In 2014 and 2015, many beer and wine brands, found on shelves at your local liquor store, have found themselves in the middle of legal battles involving trademark law. The following cases are examples of how geographic terms, and marks that harness a high likelihood of confusion, create legal issues for businesses in the wine and beer markets.


This trademark case, dealt with geographic misdescriptiveness and the risk of deceptively influencing consumers. The USPTO rejected registration of ARCATA wines because “ARCATA” was geographically misdescriptive. Arcata is a town in Northern California. Apparently, however, the town was not linked with the applicant’s wine. The Trademark Trial and Appeals Board reversed the rejection because Arcata is not particularly known for producing wine. Thus, it reasoned, consumer-purchasing decisions would not be influenced by the name and there was no risk that misdescriptiveness would confuse consumers. (See In re D’Andrea Family Limited Partnership, Serial No. 85834204).


Here, the issue was descriptiveness. A USPTO examiner refused registration of the N2WINES mark for “on tap” keg wine because it was merely descriptive.
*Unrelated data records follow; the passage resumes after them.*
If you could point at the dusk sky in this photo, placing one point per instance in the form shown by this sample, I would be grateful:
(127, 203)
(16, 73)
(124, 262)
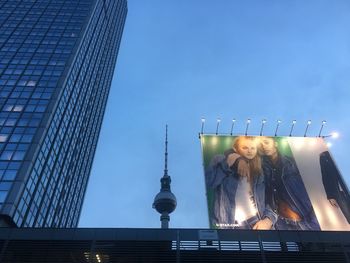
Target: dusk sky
(181, 60)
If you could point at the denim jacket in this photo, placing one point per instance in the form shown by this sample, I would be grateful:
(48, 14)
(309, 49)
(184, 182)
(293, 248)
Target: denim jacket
(297, 196)
(223, 182)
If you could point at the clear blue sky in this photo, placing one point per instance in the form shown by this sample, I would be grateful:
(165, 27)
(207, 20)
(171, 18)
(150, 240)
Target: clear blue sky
(183, 59)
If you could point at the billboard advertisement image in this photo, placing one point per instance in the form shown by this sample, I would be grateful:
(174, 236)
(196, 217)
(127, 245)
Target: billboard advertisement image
(281, 183)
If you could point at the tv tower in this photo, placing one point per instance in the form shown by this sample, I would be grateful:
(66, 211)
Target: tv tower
(165, 200)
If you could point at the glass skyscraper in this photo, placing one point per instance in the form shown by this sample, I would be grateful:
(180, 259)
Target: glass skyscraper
(57, 59)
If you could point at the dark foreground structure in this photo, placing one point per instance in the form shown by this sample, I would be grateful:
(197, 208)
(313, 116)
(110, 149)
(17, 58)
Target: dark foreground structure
(171, 245)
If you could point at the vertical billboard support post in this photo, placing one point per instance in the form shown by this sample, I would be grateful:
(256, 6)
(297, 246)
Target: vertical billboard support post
(291, 129)
(307, 127)
(323, 124)
(262, 126)
(278, 125)
(246, 129)
(218, 120)
(233, 124)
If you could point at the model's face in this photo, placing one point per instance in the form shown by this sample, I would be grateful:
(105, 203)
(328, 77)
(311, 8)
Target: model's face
(268, 146)
(247, 148)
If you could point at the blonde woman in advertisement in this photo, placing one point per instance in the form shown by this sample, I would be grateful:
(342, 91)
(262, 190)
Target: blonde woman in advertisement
(237, 183)
(285, 190)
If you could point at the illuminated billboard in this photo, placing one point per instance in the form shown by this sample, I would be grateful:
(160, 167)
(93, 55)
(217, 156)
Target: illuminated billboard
(282, 183)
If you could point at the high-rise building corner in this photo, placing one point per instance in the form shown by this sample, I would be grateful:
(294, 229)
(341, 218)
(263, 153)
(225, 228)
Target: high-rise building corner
(57, 60)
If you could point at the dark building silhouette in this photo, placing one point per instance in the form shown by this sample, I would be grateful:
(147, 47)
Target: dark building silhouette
(57, 60)
(171, 245)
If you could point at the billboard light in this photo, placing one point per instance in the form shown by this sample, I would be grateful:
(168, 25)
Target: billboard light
(232, 125)
(246, 129)
(335, 135)
(307, 127)
(218, 120)
(291, 129)
(278, 125)
(203, 121)
(262, 126)
(322, 125)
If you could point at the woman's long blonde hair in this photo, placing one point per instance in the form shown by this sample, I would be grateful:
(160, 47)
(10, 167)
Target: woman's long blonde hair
(255, 163)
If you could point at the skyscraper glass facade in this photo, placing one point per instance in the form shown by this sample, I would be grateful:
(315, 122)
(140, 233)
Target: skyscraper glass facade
(57, 60)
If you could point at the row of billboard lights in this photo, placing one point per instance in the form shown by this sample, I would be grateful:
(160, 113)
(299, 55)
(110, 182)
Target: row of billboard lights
(264, 121)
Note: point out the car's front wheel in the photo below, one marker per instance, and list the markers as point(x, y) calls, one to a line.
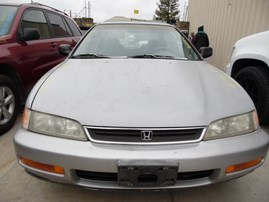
point(8, 104)
point(255, 81)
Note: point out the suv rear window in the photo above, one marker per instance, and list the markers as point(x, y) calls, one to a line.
point(36, 19)
point(74, 28)
point(7, 14)
point(58, 25)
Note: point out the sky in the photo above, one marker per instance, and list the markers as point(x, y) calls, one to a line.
point(102, 10)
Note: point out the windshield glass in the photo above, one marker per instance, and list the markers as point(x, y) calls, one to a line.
point(7, 14)
point(137, 41)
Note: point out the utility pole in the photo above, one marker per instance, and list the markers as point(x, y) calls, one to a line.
point(89, 9)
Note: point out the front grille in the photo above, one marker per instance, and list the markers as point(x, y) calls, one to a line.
point(119, 135)
point(113, 177)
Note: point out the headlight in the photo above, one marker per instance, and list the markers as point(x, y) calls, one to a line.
point(52, 125)
point(232, 126)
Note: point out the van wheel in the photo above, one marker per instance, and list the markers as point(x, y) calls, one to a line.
point(9, 104)
point(255, 81)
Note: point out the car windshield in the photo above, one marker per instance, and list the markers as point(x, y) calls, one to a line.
point(135, 41)
point(7, 14)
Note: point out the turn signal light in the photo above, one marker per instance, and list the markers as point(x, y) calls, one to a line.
point(243, 166)
point(42, 166)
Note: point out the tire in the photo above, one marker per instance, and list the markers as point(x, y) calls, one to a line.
point(255, 80)
point(9, 104)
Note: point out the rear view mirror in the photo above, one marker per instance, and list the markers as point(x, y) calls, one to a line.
point(65, 49)
point(206, 52)
point(30, 34)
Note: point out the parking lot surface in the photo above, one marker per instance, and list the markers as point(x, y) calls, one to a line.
point(17, 185)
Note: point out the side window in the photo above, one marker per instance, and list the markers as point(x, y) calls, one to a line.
point(36, 19)
point(73, 27)
point(58, 25)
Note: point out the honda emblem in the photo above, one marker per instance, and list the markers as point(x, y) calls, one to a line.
point(146, 135)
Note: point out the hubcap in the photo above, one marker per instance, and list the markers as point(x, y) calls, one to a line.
point(7, 104)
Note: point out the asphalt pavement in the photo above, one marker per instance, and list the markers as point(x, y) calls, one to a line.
point(17, 185)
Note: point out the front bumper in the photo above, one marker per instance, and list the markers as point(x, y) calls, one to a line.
point(95, 166)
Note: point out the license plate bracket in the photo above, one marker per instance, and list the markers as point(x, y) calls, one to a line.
point(147, 174)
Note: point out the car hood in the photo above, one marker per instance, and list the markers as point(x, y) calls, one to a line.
point(140, 93)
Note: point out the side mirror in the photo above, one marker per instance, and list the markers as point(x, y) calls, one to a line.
point(206, 52)
point(65, 49)
point(30, 34)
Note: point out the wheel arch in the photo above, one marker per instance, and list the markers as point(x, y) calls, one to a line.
point(242, 63)
point(8, 71)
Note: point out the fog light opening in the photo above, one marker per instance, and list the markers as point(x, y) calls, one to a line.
point(243, 166)
point(42, 166)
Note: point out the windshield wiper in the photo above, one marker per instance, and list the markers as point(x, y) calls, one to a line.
point(156, 56)
point(89, 56)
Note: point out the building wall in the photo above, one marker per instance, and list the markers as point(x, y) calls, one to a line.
point(226, 21)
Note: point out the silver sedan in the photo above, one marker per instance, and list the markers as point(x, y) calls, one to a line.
point(135, 106)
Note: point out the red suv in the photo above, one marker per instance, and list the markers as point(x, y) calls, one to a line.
point(30, 35)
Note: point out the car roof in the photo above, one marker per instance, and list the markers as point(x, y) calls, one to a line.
point(135, 23)
point(34, 4)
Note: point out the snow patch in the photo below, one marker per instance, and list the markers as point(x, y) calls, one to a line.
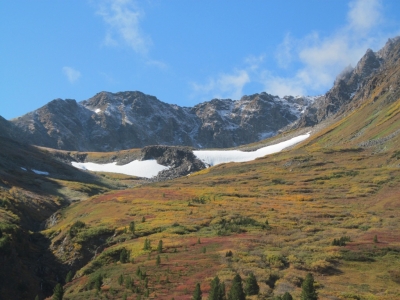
point(40, 172)
point(215, 157)
point(146, 168)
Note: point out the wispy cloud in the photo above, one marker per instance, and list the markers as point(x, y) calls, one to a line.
point(224, 85)
point(314, 60)
point(123, 20)
point(72, 74)
point(364, 14)
point(322, 58)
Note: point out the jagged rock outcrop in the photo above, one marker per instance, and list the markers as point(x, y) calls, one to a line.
point(109, 122)
point(348, 84)
point(181, 161)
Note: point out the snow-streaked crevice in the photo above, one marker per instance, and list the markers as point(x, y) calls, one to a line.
point(150, 168)
point(146, 168)
point(215, 157)
point(40, 172)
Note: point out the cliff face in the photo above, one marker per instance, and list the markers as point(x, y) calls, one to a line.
point(108, 122)
point(349, 85)
point(116, 121)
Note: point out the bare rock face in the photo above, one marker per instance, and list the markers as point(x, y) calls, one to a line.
point(349, 83)
point(125, 120)
point(181, 161)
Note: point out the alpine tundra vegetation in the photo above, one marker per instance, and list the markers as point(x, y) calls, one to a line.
point(315, 219)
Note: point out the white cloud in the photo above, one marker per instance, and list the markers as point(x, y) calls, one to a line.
point(72, 74)
point(364, 14)
point(314, 60)
point(322, 58)
point(224, 86)
point(283, 53)
point(123, 18)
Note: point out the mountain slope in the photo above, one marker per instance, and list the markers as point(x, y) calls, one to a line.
point(278, 217)
point(348, 84)
point(109, 122)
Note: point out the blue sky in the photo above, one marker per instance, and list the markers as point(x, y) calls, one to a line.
point(183, 52)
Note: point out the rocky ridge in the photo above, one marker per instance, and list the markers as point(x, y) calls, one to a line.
point(349, 86)
point(110, 122)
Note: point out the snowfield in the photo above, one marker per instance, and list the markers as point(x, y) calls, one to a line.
point(215, 157)
point(146, 168)
point(150, 168)
point(40, 172)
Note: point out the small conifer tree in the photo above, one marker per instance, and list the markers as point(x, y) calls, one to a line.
point(58, 292)
point(120, 279)
point(236, 292)
point(251, 287)
point(158, 260)
point(197, 292)
point(69, 276)
point(159, 247)
point(124, 256)
point(214, 289)
point(132, 227)
point(98, 282)
point(287, 296)
point(308, 290)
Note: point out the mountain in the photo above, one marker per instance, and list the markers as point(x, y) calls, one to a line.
point(350, 85)
point(109, 122)
point(328, 206)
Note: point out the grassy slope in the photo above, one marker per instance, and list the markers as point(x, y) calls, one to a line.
point(26, 200)
point(326, 188)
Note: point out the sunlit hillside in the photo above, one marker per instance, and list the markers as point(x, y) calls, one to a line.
point(278, 217)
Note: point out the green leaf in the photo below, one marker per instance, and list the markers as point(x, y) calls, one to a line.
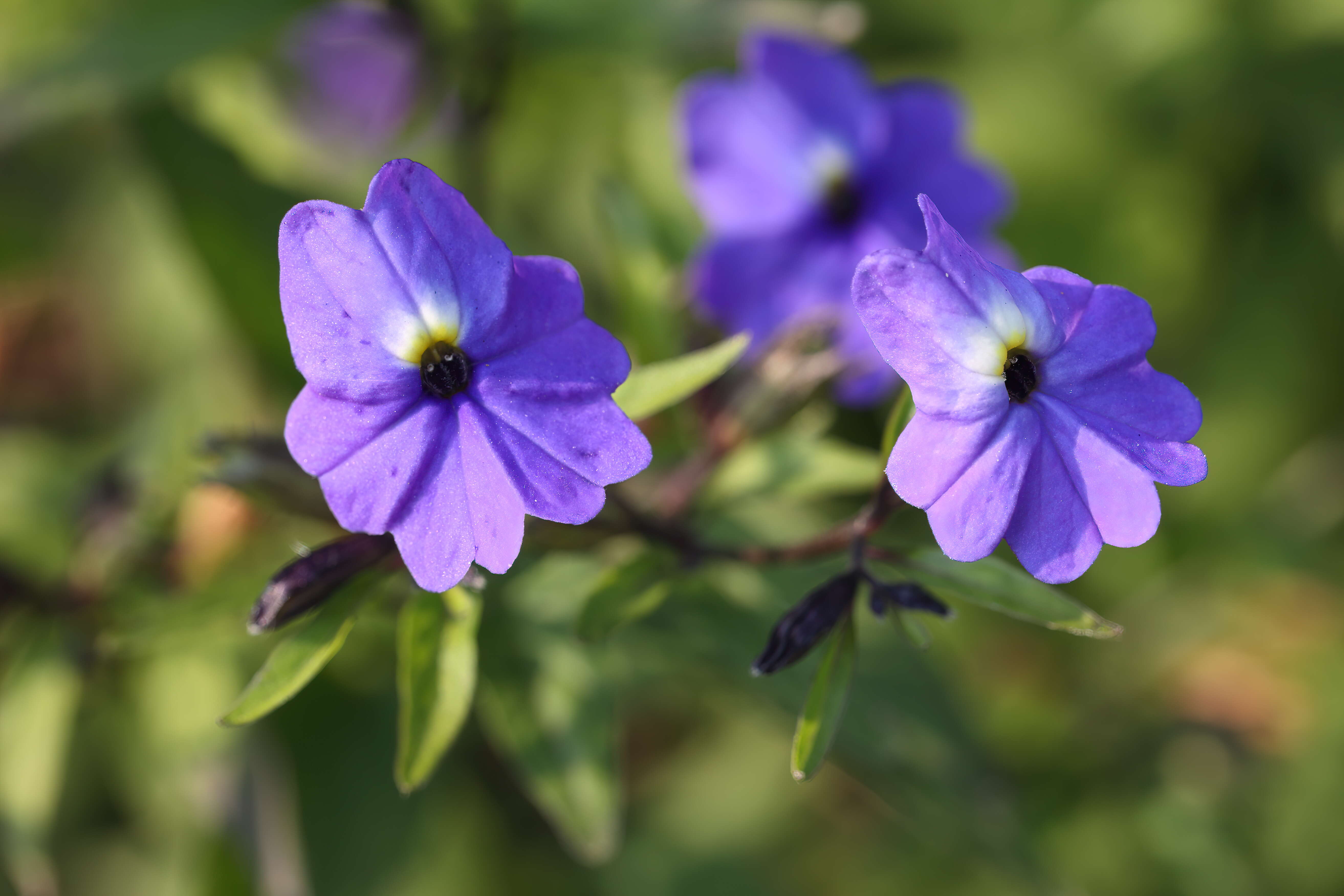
point(626, 593)
point(557, 729)
point(659, 386)
point(436, 678)
point(902, 410)
point(38, 702)
point(1006, 589)
point(822, 714)
point(299, 656)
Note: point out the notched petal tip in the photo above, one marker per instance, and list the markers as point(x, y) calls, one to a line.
point(904, 596)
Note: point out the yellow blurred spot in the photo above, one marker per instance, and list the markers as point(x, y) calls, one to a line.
point(212, 522)
point(1236, 690)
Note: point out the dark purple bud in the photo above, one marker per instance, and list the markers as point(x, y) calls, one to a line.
point(808, 622)
point(311, 580)
point(906, 596)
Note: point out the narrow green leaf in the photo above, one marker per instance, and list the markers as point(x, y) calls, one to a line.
point(902, 410)
point(822, 714)
point(916, 631)
point(659, 386)
point(557, 729)
point(626, 593)
point(38, 702)
point(436, 679)
point(299, 656)
point(1006, 589)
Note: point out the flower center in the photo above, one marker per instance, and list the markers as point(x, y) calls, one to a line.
point(1019, 377)
point(842, 202)
point(445, 370)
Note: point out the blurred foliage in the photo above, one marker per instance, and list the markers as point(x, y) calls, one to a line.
point(1190, 150)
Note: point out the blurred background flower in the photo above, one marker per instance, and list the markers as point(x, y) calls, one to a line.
point(359, 72)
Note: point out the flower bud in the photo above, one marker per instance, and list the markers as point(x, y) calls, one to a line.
point(808, 622)
point(906, 596)
point(311, 580)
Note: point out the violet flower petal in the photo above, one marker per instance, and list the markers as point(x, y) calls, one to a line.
point(1119, 494)
point(322, 433)
point(371, 488)
point(1058, 463)
point(1053, 531)
point(457, 281)
point(557, 393)
point(800, 167)
point(931, 159)
point(435, 534)
point(549, 488)
point(748, 154)
point(970, 519)
point(823, 84)
point(933, 452)
point(536, 432)
point(494, 502)
point(543, 297)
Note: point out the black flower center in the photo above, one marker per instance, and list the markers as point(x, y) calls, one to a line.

The examiner held that since N2 is the chemical symbol for nitrogen, the gas used to dispense the wine from the keg, it was merely descriptive. The TTAB reversed the refusal to register, however, because the applicant was not simply using N2Wines to describe the chemical process, but as a play on words: N2Wines = “into wines”.

Crown Royal Whiskey

Crown Royal, a well-known maker of whiskey, filed a lawsuit against Texas Crown Club. This case involves infringement of Crown Royal’s brand name and trade dress. A federal judge in the Southern District of Texas refused to dismiss the trademark action brought by the makers of Crown Royal alleging that the makers of Texas Crown Club infringed Crown Royal’s brand name and velvet drawstring bag trade dress. As of this writing, the case is in the midst of a jury trial. Plaintiff argued that the similarity between the brand name and trade dress created “actual confusion,” a very hard but very helpful piece of evidence for a plaintiff to prove. (See Diageo North America Inc. v. Mexcor Inc.,Case No. 4:13-cv-00856).